Me dirigió una mirada helada que duró apenas unos segundos sobre mi, ¡aún más desgraciada me sentí con su indiferencia! Mi madre no pareció notarlo, mientras firme le decía a mi hermana: 

- Fui muy dura contigo, permití que la ira tomará el control y no fui justa. Los libros vuelven a estar permitidos en esta casa.

La sonrisa que apareció en su rostro solo se podía comparar con la pasión del primer amor. Todo rastro de amargura desapareció de sus ojos y se frotaba las manos tan desesperada que sabía que no podía aguantar más para regresar a su amado. Regreso a la hamaca con el libro en su regazo, balanceándose lentamente, como si no fuera una niña con un libro, si no una mujer con su amante.

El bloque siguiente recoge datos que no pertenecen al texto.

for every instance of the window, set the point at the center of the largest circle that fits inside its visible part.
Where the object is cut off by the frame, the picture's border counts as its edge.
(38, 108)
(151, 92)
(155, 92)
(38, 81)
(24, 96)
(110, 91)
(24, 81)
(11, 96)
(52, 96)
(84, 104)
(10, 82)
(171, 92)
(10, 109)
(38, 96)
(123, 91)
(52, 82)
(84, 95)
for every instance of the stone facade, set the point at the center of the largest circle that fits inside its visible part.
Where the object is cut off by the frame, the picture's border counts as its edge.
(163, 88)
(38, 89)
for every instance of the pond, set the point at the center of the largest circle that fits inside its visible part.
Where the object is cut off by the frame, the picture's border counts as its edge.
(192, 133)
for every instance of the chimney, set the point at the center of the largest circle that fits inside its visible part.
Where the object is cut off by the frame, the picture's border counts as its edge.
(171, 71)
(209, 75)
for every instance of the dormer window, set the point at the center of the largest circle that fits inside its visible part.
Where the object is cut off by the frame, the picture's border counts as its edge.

¿Podría sentirme de la misma forma alguna vez, siendo como soy?
¿Saben qué es un Pastiche? Para los que no saben, es como una reinterpretación de una obra cualquiera, tomando los elementos más importantes de la pluma y el estilo del autor o autora y hacer tu propia versión. En este caso, mi texto es un pastiche de Felicidad clandestina de Clarice Lispector. Fue un trabajo intenso que conllevo sacar todos esos elementos esenciales de su obra y leer el cuento mil veces. Ya me dirán ustedes qué tal salió el resultado.